Search code examples
javardfjenattlrdf4j

Merge RDF .ttl files into one file database - filtering and keeping only the data/triples needed


I need to merge 1000+ .ttl files into one file database. How can I merge them with filtering the data in the source files and keep only the data needed in the target file?

Thanks


Solution

  • There's a number of options, but the simplest way is probably to have use a Turtle parser to read all the files, and let that parser pass its output to a handler which does the filtering before in turn passing the data to a Turtle writer.

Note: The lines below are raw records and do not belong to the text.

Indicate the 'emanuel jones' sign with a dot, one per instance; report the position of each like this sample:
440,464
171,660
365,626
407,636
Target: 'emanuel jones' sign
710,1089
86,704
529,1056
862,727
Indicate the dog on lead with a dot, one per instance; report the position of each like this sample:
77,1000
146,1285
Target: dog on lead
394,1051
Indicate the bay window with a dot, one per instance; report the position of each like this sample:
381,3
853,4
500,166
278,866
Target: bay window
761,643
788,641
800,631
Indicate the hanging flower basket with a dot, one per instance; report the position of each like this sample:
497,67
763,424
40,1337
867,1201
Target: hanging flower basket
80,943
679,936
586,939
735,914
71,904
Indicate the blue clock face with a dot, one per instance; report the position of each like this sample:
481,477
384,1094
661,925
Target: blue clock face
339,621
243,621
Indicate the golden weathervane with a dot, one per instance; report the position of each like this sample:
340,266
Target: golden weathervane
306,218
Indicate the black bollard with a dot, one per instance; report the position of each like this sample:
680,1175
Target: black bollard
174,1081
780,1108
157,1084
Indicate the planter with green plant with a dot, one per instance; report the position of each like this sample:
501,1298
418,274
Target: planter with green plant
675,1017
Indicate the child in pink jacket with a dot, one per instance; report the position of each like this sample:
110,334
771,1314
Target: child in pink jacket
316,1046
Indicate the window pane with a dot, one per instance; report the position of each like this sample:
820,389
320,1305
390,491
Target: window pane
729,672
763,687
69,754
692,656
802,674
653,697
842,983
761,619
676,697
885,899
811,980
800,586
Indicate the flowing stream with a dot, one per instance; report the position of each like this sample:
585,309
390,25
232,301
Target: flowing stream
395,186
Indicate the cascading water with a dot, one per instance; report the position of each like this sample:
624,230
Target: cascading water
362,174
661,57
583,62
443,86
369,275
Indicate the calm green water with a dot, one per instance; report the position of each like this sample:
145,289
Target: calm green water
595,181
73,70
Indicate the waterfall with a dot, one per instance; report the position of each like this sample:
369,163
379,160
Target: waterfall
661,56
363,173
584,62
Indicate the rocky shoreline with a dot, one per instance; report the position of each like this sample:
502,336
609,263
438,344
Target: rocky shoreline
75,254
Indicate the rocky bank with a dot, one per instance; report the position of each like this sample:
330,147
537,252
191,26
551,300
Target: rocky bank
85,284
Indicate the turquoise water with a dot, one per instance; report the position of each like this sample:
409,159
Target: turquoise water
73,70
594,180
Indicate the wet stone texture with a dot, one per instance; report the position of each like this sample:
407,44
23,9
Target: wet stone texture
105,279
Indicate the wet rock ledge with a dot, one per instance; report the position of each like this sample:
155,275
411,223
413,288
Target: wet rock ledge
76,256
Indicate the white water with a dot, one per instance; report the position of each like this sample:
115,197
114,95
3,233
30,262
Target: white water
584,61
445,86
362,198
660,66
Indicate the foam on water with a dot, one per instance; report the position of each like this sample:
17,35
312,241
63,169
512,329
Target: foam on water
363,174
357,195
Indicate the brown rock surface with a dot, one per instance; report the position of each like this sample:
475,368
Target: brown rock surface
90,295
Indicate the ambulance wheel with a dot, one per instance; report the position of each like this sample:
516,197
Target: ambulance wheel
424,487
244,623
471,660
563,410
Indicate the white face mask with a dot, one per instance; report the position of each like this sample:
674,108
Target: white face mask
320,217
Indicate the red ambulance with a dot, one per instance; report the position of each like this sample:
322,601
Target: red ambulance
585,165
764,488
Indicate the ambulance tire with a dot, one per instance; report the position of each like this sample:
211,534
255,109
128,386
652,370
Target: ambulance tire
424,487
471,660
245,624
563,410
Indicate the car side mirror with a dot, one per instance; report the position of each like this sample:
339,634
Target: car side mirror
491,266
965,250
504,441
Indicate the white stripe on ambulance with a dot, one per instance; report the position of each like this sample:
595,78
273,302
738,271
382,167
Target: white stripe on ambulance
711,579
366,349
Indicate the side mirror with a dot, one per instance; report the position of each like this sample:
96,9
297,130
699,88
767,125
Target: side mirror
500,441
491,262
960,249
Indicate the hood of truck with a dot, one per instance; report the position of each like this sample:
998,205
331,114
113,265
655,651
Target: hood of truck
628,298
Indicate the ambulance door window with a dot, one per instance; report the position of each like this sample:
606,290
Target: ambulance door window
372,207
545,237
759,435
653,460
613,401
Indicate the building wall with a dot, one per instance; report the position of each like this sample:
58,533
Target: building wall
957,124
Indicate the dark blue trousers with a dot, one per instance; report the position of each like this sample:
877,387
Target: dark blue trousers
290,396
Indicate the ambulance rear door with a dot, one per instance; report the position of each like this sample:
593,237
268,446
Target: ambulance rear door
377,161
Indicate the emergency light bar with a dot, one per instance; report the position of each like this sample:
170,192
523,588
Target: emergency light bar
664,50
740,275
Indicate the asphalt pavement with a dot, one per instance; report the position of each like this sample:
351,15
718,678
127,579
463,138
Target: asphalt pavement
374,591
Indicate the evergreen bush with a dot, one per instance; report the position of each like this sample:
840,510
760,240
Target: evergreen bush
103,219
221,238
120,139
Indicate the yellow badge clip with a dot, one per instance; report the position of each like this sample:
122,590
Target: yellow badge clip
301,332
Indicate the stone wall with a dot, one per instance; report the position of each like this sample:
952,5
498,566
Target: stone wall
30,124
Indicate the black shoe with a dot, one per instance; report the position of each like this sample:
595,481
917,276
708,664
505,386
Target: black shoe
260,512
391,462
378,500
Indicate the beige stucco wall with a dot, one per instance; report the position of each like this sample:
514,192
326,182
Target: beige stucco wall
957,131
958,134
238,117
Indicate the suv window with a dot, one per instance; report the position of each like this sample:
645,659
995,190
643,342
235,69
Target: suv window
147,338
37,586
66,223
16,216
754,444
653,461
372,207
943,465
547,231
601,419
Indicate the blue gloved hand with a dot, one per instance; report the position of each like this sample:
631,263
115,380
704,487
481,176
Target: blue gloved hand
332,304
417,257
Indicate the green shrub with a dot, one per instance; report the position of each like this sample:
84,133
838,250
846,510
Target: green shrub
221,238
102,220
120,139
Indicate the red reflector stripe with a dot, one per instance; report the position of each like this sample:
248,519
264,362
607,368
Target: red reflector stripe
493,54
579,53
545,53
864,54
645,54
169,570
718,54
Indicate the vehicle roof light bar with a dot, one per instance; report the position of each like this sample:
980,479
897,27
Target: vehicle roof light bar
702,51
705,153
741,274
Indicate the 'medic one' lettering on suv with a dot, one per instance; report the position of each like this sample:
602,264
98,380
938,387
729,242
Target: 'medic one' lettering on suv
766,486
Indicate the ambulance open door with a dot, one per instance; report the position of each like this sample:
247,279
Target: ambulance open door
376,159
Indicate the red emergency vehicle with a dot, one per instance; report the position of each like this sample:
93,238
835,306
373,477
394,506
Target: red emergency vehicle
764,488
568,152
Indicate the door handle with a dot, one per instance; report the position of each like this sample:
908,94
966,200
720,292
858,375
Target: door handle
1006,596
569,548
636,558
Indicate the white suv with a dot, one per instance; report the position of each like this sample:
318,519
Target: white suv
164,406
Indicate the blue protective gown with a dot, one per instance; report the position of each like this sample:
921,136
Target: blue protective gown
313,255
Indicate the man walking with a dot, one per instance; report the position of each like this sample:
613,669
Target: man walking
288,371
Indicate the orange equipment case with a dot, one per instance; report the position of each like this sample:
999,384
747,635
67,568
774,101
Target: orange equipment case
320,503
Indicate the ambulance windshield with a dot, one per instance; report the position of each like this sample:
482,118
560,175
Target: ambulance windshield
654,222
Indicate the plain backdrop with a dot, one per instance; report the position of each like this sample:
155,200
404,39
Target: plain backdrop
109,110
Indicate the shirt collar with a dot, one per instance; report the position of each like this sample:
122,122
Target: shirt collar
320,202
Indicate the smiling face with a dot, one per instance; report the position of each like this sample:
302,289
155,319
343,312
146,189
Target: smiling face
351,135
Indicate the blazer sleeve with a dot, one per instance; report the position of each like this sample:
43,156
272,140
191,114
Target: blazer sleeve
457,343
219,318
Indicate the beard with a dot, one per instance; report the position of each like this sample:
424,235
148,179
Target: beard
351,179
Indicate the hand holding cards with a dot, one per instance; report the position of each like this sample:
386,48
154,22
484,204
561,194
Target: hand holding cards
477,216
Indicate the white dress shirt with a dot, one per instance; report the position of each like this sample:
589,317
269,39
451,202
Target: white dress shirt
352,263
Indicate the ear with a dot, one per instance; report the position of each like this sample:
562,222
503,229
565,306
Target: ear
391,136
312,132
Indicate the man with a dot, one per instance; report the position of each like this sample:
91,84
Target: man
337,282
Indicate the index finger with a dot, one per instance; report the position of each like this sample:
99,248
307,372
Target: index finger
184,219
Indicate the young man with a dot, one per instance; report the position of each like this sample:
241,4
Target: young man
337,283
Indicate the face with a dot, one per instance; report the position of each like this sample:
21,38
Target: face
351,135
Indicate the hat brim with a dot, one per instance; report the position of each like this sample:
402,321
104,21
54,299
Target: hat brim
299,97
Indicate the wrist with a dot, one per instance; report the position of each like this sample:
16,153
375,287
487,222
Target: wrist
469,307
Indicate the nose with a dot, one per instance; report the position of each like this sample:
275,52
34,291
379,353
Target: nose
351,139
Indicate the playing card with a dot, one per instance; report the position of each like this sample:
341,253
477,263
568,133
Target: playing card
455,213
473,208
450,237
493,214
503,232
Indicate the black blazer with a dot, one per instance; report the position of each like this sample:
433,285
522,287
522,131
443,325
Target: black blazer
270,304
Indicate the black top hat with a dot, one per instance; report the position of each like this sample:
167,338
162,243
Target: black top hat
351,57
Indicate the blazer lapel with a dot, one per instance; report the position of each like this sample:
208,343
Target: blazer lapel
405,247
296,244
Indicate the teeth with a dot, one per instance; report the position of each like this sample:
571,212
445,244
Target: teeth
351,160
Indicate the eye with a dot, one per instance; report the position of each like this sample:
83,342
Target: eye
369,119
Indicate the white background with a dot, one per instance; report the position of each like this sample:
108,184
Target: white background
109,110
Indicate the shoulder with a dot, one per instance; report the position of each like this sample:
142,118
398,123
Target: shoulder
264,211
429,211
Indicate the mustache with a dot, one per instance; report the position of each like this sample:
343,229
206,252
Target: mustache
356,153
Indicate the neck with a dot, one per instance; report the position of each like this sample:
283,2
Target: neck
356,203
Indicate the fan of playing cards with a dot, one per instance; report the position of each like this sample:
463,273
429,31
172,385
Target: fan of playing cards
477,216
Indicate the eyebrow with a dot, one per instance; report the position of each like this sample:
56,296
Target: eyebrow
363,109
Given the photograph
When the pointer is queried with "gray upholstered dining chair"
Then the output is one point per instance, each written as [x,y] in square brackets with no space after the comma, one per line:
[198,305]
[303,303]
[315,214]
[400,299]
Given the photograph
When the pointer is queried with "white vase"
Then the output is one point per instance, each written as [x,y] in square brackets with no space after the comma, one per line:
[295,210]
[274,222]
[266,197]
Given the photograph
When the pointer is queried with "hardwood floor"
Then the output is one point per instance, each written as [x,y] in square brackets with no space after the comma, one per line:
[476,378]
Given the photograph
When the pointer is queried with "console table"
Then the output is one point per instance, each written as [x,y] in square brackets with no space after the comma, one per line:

    Something like this would probably work (using RDF4J):

      RDFWriter writer = org.eclipse.rdf4j.rio.Rio.createWriter(RDFFormat.TURTLE, outFile);
    
      writer.startRDF();
      for (File file : // loop over your 100+ input files) {
          Model data = Rio.parse(new FileInputStream(file), "", RDFFormat.TURTLE);
          for (Statement st: data) {
             if (// you want to keep this statement) {
                  writer.handleStatement(st);
             }
          }
      }
      writer.endRDF(); 
    

    Alternatively, just load all the files into an RDF Repository, and use SPARQL queries to get the data out and save to an output file, or if you prefer: use SPARQL updates to remove the data you don't want before exporting the entire repository to a file.

    Something along these lines (again using RDF4J):

     Repository rep = ... // your RDF repository, e.g. an in-memory store or native RDF database
    
     try (RepositoryConnection conn = rep.getConnection()) {
    
        // load all files into the database
        for (File file: // loop over input files) {
            conn.add(file, "", RDFFormat.TURTLE);
        }
    
        // do a sparql update to remove all instances of ex:Foo
        conn.prepareUpdate("DELETE WHERE { ?s a ex:Foo; ?p ?o }").execute();
    
        // export to file
        con.export(Rio.createWriter(RDFFormat.TURTLE, outFile));
     } finally {
        rep.shutDown(); 
     } 
    

    Depending on the amount of data / the size of your files, you may need to extend this basic setup a bit (for example by using transactions instead of just letting the connection auto-commit). But you get the general idea, hopefully.